A Complaints Revolution?
What the Data (Use & Access) Act 2025 Means for Your Business

The UK’s data protection rules are changing again. Here’s what small and medium-sized businesses need to know about the new legal duty to handle data protection complaints and how to get ready.
Why this matters
The Data (Use & Access) Act 2025 introduces a major new responsibility for UK businesses. For the first time, organisations will be legally required to have a formal process for handling data protection complaints.
This means every business that processes personal data will need a clear way for people to raise concerns, and a plan for how those complaints are recorded, investigated and resolved.
The change builds on the existing UK GDPR and Data Protection Act 2018. It does not replace them, but it strengthens the rules around accountability and response times. The goal is simple: to make sure individuals can trust that their data rights are taken seriously.
If your business already manages data protection complaints properly, this may only mean a few small updates. But if you currently respond on an ad-hoc basis or tend to dismiss complaints that seem unfounded, it is time to make changes now.
The new duty in a nutshell
The Act received Royal Assent on 19 June 2025 and is being introduced in stages. The key stage for most organisations, current expected around 12 months from Royal Asset (so around mid- 2026), is the new legal duty to handle complaints.
Under this duty, you will need to:
- Acknowledge data-protection complaints within 30 days and tell people what will happen next
- Investigate and respond promptly, without unnecessary delay, explaining the outcome in plain language
- Record every complaint and document how and when it was resolved
- Train staff to recognise, log and properly escalate data-protection complaints
These rules apply to all organisations that process personal data, regardless of size or sector.
You can read the official rollout plan on GOV.UK https://www.gov.uk/guidance/data-use-and-access-act-2025-plans-for-commencement
Two ICO consultations shaping the change
The Information Commissioner’s Office (ICO) is currently running two consultations to help define what “good” looks like in complaint handling.
- Guidance for organisations, explaining how to set up and manage a complaint-handling process.
Deadline: 19 October 2025
ICO Consultation on Complaints Guidance for Organisations - The ICO’s own complaint-handling framework, which outlines how the regulator will assess and respond to complaints once the law is in force.
Deadline: 31 October 2025
ICO Consultation on Changes to How We Handle Data Protection Complaints
The first consultation tells you what your business needs to do. The second explains how the ICO will respond to complaints and what data they will monitor.
The risk of inaction
This is more than a procedural update. The ICO has made it clear that it will monitor complaint trends across sectors. Repeat or unresolved complaints could attract attention and follow-up engagement from the regulator.
If you do not have a reliable process in place, the risks include:
- Reputational damage if complaints are mishandled or ignored
- Evidence gaps that make it difficult to show compliance
- Closer scrutiny if your business appears in repeated complaint reports
Even complaints that seem minor or unjustified must be logged and responded to. If you choose to ignore them, they will still count towards your complaint history. The ICO will be looking for businesses that can show they act on feedback, not those that hope issues go away.

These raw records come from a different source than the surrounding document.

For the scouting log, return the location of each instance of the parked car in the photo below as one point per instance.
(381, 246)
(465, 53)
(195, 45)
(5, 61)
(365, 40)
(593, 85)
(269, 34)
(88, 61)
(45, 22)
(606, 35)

If you already manage complaints effectively, you are in a good position. If not, now is the time to act. Setting up a clear process will protect both your reputation and your compliance record.
What good looks like
A compliant complaint-handling process should feel simple and transparent. It should show that you take customers seriously and can evidence your actions.
The ICO’s guidance suggests focusing on:
- Visibility: make it easy for people to raise a concern, for example by publishing contact details or a form in your privacy notice.
- Consistency: respond within set timeframes and keep records of all correspondence.
- Evidence: log complaints in a way that allows you to track progress, outcomes and lessons learned.
- Governance: review complaint trends regularly to identify recurring issues or training needs.
If you already have a process in place, check that it meets these standards and that your team understands it. If you do not, start simple. A shared inbox and a basic log are often enough for smaller businesses, as long as they are used consistently.
The bigger picture
The new complaint-handling duty is part of a wider move towards greater accountability and user empowerment. Alongside this, the ICO has been setting out its approach to user consent, transparency and digital choice – including its views on Meta’s “consent or pay” advertising model.
Both developments point in the same direction. The UK is not deregulating data protection; it is making it more practical. The focus is on evidence and accountability – being able to show not just that you comply, but that you care about how personal data is handled.
What to do next
If you are unsure where to start, focus on these steps:
- Create or review your complaint process.
Have a clear route for people to raise issues, assign responsibility and set timeframes for acknowledgement and response. - Keep records.
Track all complaints, even if you think they lack merit. Record what was done, what you found and how you closed the issue. - Update your privacy notice.
Tell people how they can raise a complaint and what they can expect from you in return. - Train your team.
Make sure everyone who handles customer or employee data knows how to recognise and escalate a data protection complaint. - Review contracts.
Ensure any partners or suppliers who handle personal data know their role in your complaint-handling process. - Monitor and improve.
Look for recurring issues or delays. Fixing small process gaps now will reduce the risk of ICO involvement later.
How Athlex can help
At Athlex, we make compliance clear. We help businesses build practical, proportionate frameworks that work in the real world.
Our services include:
- Designing or reviewing complaint-handling frameworks
- Providing outsourced Data Protection Officer (DPO) support
- Reviewing contracts and supplier arrangements
- Updating privacy notices and policies
- Delivering tailored training and audits for your team
If you would like help reviewing your approach to complaints, start with a free GDPR Health Check. We will show you where you stand, what is working well and what to fix first.
Book your free data protection health check.
In summary
The Data (Use & Access) Act 2025 is not a complete rewrite of data protection law, but it will change how accountability is judged.
Businesses with clear, consistent complaint-handling processes will adapt easily. Those without one will need to move quickly. Ignoring complaints – even the unfounded ones – will no longer be an option.
Taking action now will save time later and show your customers that you value their trust.